Being, Will Smith, he walked the first two Padres. This brought Fernando Tatis to the plate. On Friday night, in the final inning of a game that began in a different time zone 65 days earlier, Tatis hit the winning home run off the same Smith. The Braves then had to play another game, this a full one. Had they lost again, their lead over Philadelphia in the National League East would have been a half-game.
Three nights later, Braves manager Brian Snitker recalled the moment. “It could have gone the other way fast against a club like this,” he said. “Doesn’t matter how they’re playing. You look at the names on the jersey and the lineup.”
For much of the season, the Padres were among baseball’s best teams.

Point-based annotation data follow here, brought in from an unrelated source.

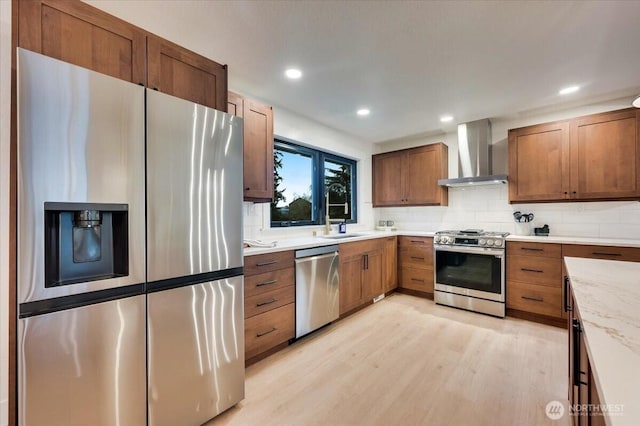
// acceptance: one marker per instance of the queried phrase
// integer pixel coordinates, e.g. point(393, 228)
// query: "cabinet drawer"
point(267, 301)
point(268, 281)
point(630, 254)
point(415, 241)
point(536, 299)
point(268, 262)
point(419, 279)
point(359, 248)
point(534, 249)
point(416, 257)
point(535, 270)
point(263, 332)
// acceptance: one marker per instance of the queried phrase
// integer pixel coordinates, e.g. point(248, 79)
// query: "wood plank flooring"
point(407, 361)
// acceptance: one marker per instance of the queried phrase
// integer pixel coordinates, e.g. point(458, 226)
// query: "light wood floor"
point(407, 361)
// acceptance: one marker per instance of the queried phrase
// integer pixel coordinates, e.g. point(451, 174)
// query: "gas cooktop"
point(471, 238)
point(473, 233)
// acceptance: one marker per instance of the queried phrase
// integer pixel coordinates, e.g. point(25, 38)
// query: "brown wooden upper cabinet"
point(409, 177)
point(83, 35)
point(595, 157)
point(187, 75)
point(258, 146)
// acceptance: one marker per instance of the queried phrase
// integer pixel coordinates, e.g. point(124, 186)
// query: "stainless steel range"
point(470, 270)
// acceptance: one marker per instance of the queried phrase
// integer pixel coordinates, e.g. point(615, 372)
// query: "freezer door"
point(194, 188)
point(196, 351)
point(80, 140)
point(84, 366)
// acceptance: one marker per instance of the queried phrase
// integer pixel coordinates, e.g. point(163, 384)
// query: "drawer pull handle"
point(266, 283)
point(533, 299)
point(264, 333)
point(268, 302)
point(540, 271)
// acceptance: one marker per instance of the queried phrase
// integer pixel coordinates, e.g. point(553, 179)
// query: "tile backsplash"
point(488, 208)
point(481, 207)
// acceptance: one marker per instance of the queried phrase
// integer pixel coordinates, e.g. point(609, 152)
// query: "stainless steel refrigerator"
point(120, 324)
point(195, 281)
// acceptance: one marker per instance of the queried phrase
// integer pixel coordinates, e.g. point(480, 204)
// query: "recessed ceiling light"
point(293, 73)
point(570, 89)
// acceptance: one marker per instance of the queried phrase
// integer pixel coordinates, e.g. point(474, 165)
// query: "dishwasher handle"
point(316, 251)
point(312, 258)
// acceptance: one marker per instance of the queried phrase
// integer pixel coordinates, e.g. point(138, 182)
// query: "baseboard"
point(4, 414)
point(416, 293)
point(543, 319)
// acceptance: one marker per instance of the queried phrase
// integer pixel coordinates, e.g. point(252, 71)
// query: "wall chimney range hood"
point(474, 157)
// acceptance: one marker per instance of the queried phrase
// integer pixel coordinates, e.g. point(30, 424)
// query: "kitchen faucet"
point(327, 219)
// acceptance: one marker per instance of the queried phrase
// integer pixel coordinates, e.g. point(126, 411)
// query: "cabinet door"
point(258, 151)
point(372, 284)
point(539, 163)
point(350, 282)
point(605, 155)
point(387, 180)
point(82, 35)
point(390, 270)
point(421, 170)
point(179, 72)
point(235, 104)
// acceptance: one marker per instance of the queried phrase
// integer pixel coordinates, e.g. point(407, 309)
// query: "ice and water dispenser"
point(85, 242)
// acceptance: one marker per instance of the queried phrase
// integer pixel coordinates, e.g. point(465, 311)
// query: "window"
point(302, 179)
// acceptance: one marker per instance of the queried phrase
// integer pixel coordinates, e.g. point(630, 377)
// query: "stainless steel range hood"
point(474, 157)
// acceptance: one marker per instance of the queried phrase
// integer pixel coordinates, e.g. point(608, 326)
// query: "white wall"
point(488, 207)
point(5, 120)
point(292, 126)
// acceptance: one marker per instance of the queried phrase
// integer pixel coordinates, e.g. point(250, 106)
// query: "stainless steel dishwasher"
point(317, 288)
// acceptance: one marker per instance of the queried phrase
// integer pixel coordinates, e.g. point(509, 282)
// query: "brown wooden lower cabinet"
point(415, 264)
point(260, 303)
point(584, 400)
point(265, 331)
point(537, 299)
point(534, 281)
point(361, 273)
point(269, 302)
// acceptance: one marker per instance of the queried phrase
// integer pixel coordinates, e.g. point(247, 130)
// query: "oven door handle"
point(471, 250)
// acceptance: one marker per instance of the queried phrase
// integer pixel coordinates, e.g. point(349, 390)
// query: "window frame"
point(318, 158)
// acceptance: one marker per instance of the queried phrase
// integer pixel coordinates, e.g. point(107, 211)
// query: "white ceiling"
point(408, 61)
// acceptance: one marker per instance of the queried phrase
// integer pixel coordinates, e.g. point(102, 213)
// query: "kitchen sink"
point(341, 236)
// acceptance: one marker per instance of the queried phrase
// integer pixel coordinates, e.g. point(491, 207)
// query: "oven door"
point(476, 272)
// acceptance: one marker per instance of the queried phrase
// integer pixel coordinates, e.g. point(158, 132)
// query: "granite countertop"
point(576, 240)
point(307, 242)
point(607, 296)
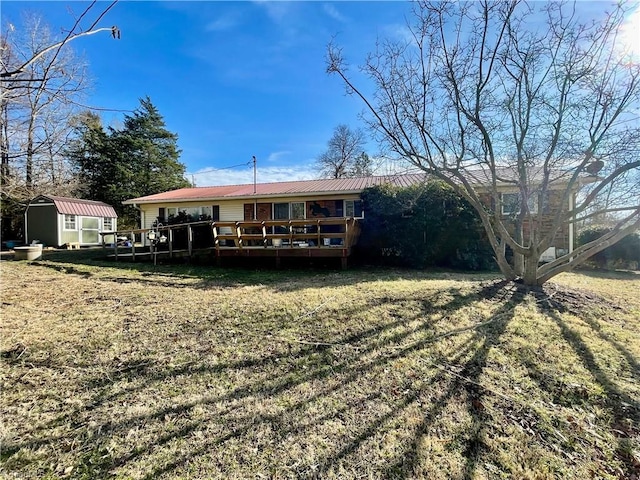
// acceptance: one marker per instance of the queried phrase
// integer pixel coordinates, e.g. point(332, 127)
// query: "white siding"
point(231, 210)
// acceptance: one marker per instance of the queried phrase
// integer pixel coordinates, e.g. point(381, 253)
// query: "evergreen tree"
point(140, 159)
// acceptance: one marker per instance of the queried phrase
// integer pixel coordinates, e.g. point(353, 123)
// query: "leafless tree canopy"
point(42, 83)
point(530, 96)
point(345, 155)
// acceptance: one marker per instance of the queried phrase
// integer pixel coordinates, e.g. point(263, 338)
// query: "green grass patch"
point(134, 371)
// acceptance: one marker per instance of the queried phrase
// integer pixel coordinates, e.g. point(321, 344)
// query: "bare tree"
point(345, 156)
point(516, 106)
point(42, 82)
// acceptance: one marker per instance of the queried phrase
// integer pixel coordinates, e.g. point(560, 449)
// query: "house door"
point(89, 228)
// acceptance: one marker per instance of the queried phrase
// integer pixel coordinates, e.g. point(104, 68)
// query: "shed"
point(56, 221)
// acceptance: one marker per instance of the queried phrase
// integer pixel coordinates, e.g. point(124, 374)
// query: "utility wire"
point(222, 168)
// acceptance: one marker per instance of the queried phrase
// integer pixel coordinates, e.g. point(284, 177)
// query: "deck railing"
point(337, 234)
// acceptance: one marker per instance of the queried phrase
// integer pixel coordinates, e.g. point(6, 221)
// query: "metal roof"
point(296, 188)
point(304, 188)
point(77, 206)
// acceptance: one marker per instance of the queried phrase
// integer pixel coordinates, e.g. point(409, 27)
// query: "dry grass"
point(183, 372)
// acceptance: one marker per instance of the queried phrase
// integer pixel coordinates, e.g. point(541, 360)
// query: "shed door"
point(89, 230)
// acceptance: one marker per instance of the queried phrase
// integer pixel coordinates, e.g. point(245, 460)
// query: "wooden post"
point(239, 235)
point(264, 235)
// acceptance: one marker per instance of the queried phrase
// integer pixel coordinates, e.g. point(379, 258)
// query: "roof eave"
point(323, 193)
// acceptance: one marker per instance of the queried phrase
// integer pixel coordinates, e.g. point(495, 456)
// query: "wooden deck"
point(323, 238)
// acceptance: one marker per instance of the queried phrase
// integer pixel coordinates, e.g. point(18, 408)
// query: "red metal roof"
point(297, 188)
point(77, 206)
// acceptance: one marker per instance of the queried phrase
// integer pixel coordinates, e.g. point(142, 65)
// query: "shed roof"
point(77, 206)
point(295, 188)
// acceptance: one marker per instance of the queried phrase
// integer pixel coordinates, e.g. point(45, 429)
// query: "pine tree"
point(140, 159)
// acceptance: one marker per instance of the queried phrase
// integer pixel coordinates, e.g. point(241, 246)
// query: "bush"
point(623, 254)
point(422, 226)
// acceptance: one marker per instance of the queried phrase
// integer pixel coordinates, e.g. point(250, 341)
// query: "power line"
point(209, 170)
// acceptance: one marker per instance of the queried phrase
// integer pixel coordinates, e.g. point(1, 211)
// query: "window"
point(70, 222)
point(280, 211)
point(511, 203)
point(353, 208)
point(297, 210)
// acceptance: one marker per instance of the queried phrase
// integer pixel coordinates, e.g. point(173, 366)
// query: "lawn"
point(142, 372)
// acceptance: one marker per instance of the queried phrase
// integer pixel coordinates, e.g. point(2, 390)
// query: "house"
point(305, 199)
point(55, 221)
point(311, 200)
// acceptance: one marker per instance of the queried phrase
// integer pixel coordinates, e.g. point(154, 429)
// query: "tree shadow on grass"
point(624, 409)
point(366, 352)
point(465, 382)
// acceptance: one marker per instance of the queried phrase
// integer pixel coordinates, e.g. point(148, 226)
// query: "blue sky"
point(232, 79)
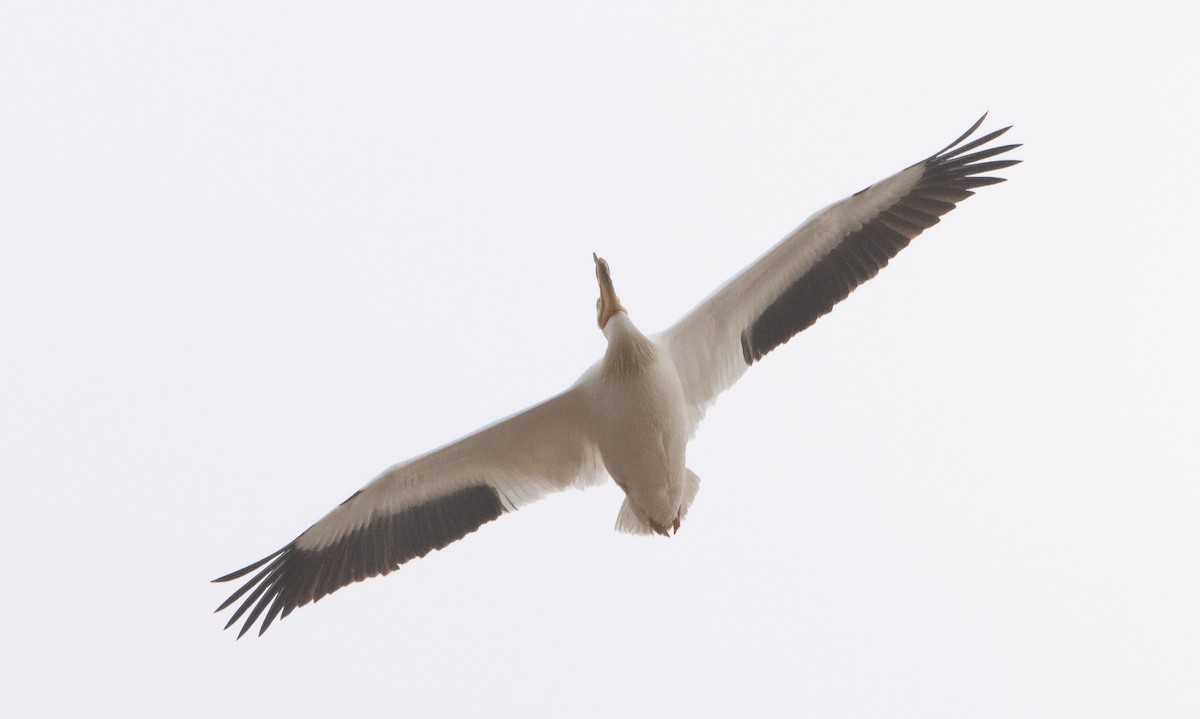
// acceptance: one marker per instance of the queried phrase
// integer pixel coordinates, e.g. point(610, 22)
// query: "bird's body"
point(633, 413)
point(640, 424)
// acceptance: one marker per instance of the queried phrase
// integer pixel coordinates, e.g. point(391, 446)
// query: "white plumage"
point(631, 414)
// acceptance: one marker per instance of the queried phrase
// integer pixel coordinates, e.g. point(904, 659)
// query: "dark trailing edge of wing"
point(293, 576)
point(948, 179)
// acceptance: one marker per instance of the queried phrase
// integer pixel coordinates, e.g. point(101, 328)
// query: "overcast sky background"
point(253, 253)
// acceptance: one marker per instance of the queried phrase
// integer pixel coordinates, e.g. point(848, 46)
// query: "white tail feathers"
point(630, 519)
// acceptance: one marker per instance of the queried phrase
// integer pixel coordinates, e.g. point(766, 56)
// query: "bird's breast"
point(642, 433)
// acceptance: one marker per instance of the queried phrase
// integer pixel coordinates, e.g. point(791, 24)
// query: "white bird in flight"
point(631, 414)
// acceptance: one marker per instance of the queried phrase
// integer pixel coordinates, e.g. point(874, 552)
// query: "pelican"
point(631, 414)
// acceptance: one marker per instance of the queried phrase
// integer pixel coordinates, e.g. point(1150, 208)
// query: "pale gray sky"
point(253, 253)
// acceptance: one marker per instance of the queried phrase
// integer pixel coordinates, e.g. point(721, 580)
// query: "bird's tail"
point(630, 519)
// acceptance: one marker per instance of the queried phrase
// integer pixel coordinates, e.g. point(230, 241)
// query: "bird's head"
point(607, 305)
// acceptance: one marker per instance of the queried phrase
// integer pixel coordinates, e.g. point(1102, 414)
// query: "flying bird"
point(631, 414)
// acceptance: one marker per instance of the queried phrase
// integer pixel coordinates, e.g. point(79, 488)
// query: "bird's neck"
point(629, 349)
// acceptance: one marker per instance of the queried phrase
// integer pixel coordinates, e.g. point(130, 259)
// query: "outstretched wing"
point(817, 265)
point(424, 504)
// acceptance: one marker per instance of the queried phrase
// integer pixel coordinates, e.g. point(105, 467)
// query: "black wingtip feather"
point(294, 577)
point(948, 178)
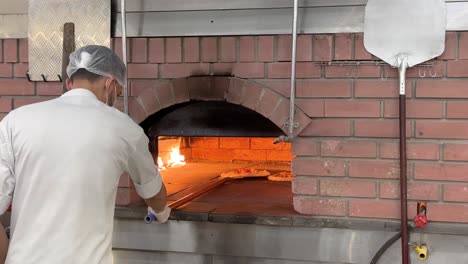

Having lost the completed suspended game the same way Game 1 of the scheduled doubleheader on July 21 — on a Tatis home run, that off Shane Greene, who’s no longer a Brave — Snitker’s team had to pick itself and try again.
We say yet again: These Braves aren’t a great team. They are, however, a stubborn bunch. “We’re a gritty group in there,” Will Smith said Sunday, and the personification of it is ... Will Smith.
Sunday night, bottom of the ninth, two on, Tatis up: Raise your hand if you thought Smith’s next pitch would fly over the center-field fence, just as it happened Friday. But no. Smith threw a curve. Tatis watched it. Strike 1. Two pitches later, Tatis admired a slider. Strike 2. What happened stands as the most dramatic moment in a season of palpitations. Smith dealt a third consecutive slider — no fastballs to Tatis — that ump Greg Gibson adjudged a strike. Tatis came and went without swinging, though not without grousing.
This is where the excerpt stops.